Himalayan quest for alternate energy
Faced with shrinking glaciers and economic and environmental concerns, the eastern Himalayan countries of Nepal and Bhutan are taking a hard look at dependence on hydropower as the main source of clean energy.
Thirty years ago, Bhutan, a country of around 780,000 people, saw an opportunity to move away from an agriculture-based economy by harnessing fast-flowing rivers and mountainous gullies to produce valuable hydroelectricity.
Hydropower will continue to play a major role in Bhutan. Mainly funded through grants and loans from India, five hydroelectric plants now produce up to 1,500 megawatts (MW) of electricity, a fraction of Bhutan’s potential hydroelectric capacity of 30,000MW.
As part of an ongoing cultural and economic relationship between the two countries, during 2015-16, Bhutan will receive just under US$100 million from India. In return, Bhutan exports roughly 75 per cent of its hydroelectricity to its energy-hungry neighbour.
This large supply of clean energy encouraged the two countries to commit in 2009 to producing 10,000MW of hydroelectricity in Bhutan by 2020, including plans to build an extra 12 plants. The first, Dagachhu in Dagana, began operating in 2015.

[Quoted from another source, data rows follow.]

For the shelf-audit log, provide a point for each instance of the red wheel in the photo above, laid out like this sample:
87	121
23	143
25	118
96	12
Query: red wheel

The first Chukha plant began operating in 1986, following by Kurichhu (2001), Basochhu (2005) and Tala (2009). As of early 2014, less than a fifth of the 10,000mW target has been achieved.
But growing concerns about the hydroplants’ environmental impact — particularly the dams and the methane produced as submerged vegetation rots — and the upheaval of communities displaced by construction, have raised doubts about whether the hydropower target is realistic.